Rowan, Rowan, Rowan - as my mother used to say - people are starving in Africa. People are dying in Myanmar. But you are worried about the fate of a collection of a few cells, because it ‘could in principle become a distinctive person’.
No embryo research is not the same as ‘rape and torture’ (I don’t know where blackmail fits into this unless someone has compromising material on the good Dr Williams). Because those crimes are committed against sentient beings. Which a collection of cells is not and never will be, unless it is implanted into someone’s uterus. And even then the odds are stacked against it.
On the other hand embryo research could save real live, actual human beings, who are here now and much loved. Yes it is, or should be taken for granted that we do not use other people for our purposes, but a collection of cells is not a person. Any more than a sperm or an ovum is. Become a Catholic, Dr Williams, you know you want to. And spare us all this nonsense.
I cannot make that leap from a collection of cells to a sentient human being. Especially when it is still in vitro…amazing magic sperm indeedy.
It makes even less sense when Williams then says it’s ok to grow things from single adult cells. If you can grow an organ to save an actual live human being what’s the problem? The fact that it might, just might if you implanted it into a uterus (bearing in mind that most IVF attempts fail) grow into a person versus saving the life of an actual child that’s here now - it makes no sense whatsoever.
Somehow I don’t imagine him feeling this strongly againts rape and prostitution.
*cough*
Isn’t the clump of potentially-sentient cells USING another person if it is to become sentient being. You know, the person with the uterus.
Oh, I forgot, wimms don’t count as human, so that’s ok then.
That video is priceless. Is this from a movie or a TV series? If something like this played on TV or in a movie in the US there would be riots…

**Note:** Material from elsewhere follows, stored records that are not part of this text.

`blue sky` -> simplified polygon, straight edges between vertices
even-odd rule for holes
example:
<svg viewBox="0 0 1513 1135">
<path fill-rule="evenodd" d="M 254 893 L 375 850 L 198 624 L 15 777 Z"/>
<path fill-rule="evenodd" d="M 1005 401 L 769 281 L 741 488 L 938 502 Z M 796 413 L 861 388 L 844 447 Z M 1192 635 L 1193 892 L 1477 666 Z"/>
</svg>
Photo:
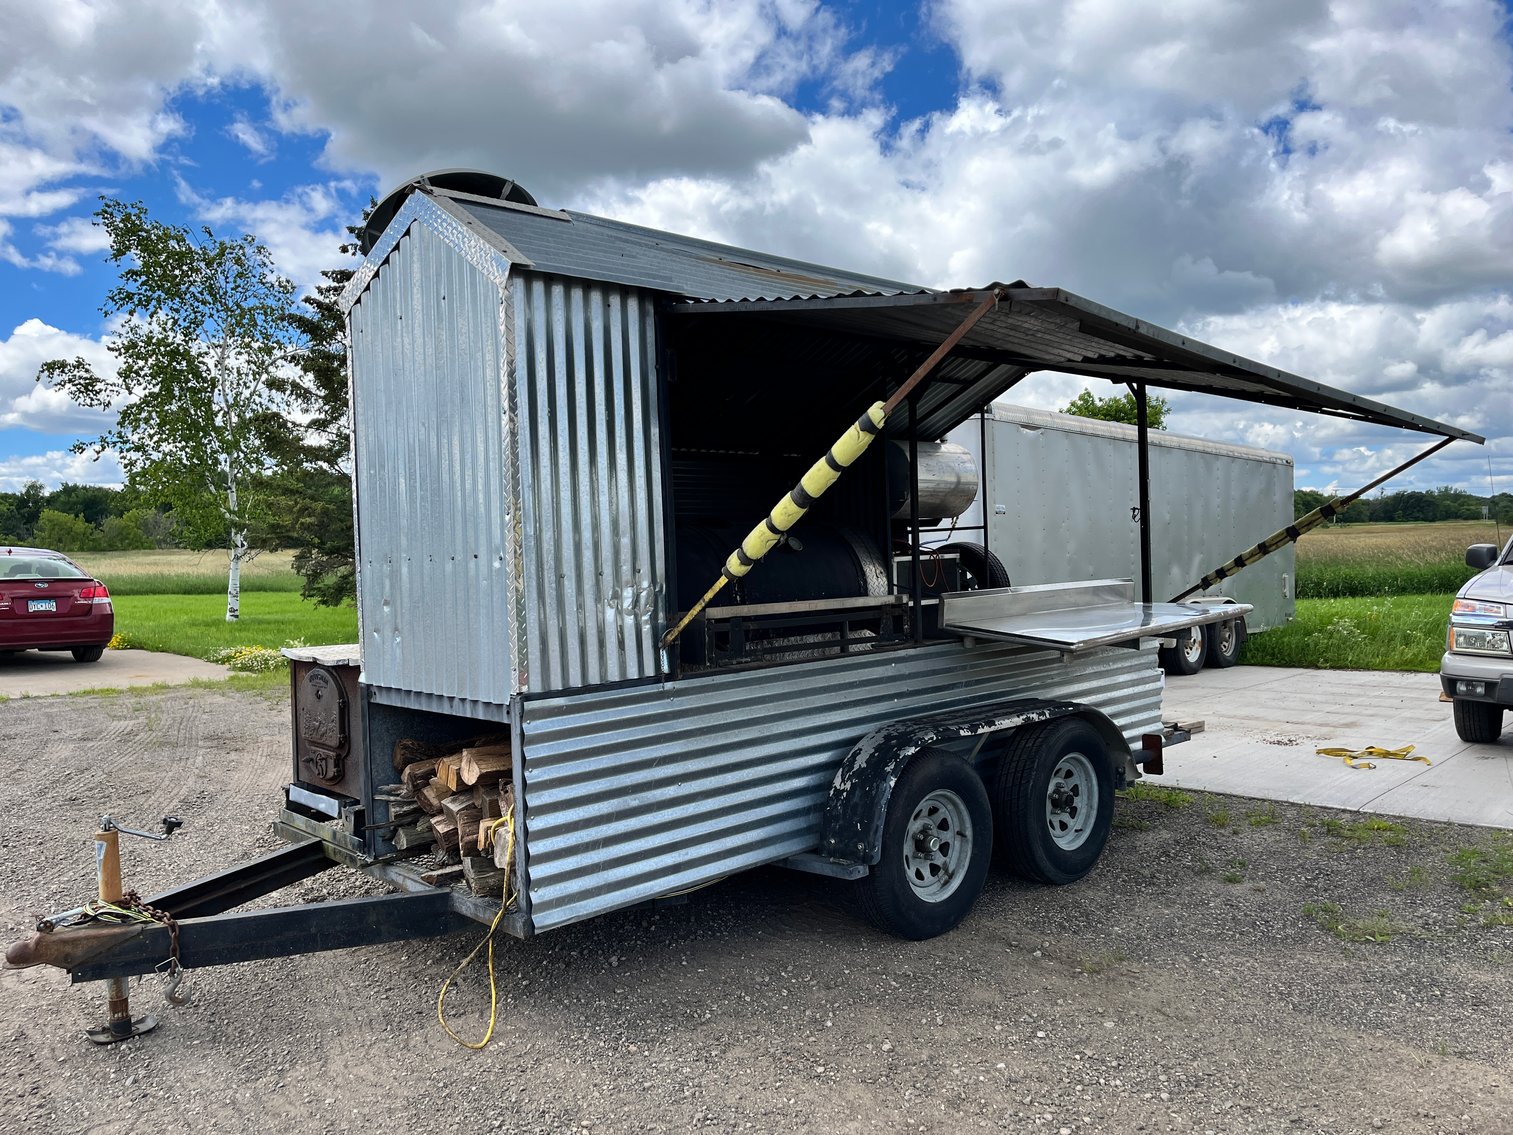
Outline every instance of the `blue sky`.
<svg viewBox="0 0 1513 1135">
<path fill-rule="evenodd" d="M 1513 49 L 1497 0 L 26 5 L 0 43 L 0 489 L 110 483 L 37 365 L 108 365 L 99 194 L 303 285 L 370 195 L 543 204 L 941 286 L 1025 278 L 1493 438 L 1513 487 Z M 1041 406 L 1083 383 L 1045 376 Z M 1107 388 L 1099 388 L 1100 393 Z M 1362 483 L 1420 439 L 1177 401 Z M 1397 487 L 1487 484 L 1457 445 Z"/>
</svg>

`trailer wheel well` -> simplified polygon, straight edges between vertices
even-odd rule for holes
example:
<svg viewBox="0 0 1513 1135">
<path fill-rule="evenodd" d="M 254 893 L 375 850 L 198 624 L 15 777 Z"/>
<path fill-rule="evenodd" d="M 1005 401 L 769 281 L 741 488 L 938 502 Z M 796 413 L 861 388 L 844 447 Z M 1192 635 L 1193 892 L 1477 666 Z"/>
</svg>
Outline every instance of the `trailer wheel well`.
<svg viewBox="0 0 1513 1135">
<path fill-rule="evenodd" d="M 955 713 L 908 718 L 879 726 L 863 737 L 836 771 L 825 802 L 820 854 L 875 864 L 893 786 L 915 757 L 925 752 L 964 756 L 986 775 L 1002 758 L 1008 738 L 1021 726 L 1076 717 L 1097 730 L 1114 762 L 1116 785 L 1130 767 L 1129 745 L 1109 718 L 1089 705 L 1021 698 Z"/>
</svg>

The clip is from Monty Python’s “the meaning of life”. There were complaints actually about ‘The life of Brian’ when it came out with protests that it was blasphemous - innocent times
I saw LoB in the cinema. They also had mock travelogue/advert for Venice before the feature.
Thanks, Polly.
Great way to start the day.
( 9am over here)
To Polly’s uninformed stumblers:
Sperm is not sacred, sentient, or capable of intoxication (if you’re trying to figure out if that drunken sex you had last night still poses the ability to impregnate her the answer is yes–and p.s. that wasn’t “sex”).
Sperm has actually become rather unnecessary for the future of the human population–women got that handled.